What is Standard Engineering Technology Ltd share price analysis?
Standard Engineering Technology Ltd currently shows a neutral. The stock trades at a P/E of 37.0 with a market cap of ₹2,791. Investors should review the full earnings analysis for detailed insights.
Is Standard Engineering Technology Ltd planning capital expenditure?
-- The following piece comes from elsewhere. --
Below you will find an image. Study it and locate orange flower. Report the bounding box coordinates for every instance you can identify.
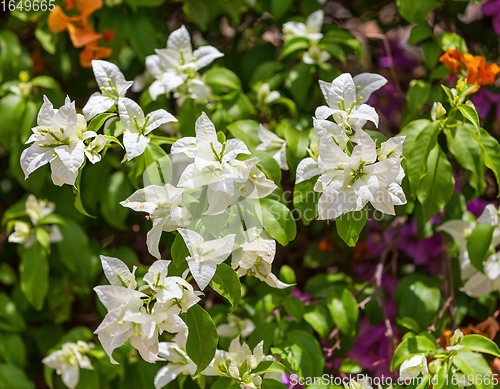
[80,41,113,68]
[439,49,500,86]
[439,49,461,77]
[48,0,115,67]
- Standard Glass Lining Technology Limited is investing INR40-50 crores over the next 1 to 1.5 years to mechanize and automate existing manufacturing facilities, including adding robots and upgrading processes. - A new greenfield project is underway with planned capital expenditure of INR150-180 crores for a heavy engineering facility featuring 100 mm fabrication thickness and 110-ton crane capacity, expected to be completed in 15-18 months. - The company is expanding capacity for shell and tube glass lining heat exchangers to produce up to 300 units monthly starting January 2026, to drive growth. - Additional investments are planned to increase manufacturing capacity threefold, including automation, polishing, welding improvements, and new facility modifications. - No major capex planned for the U.S.
This analysis is AI-generated based on publicly available earnings data and concall transcripts. This is not investment advice. Please consult a SEBI-registered advisor before making investment decisions.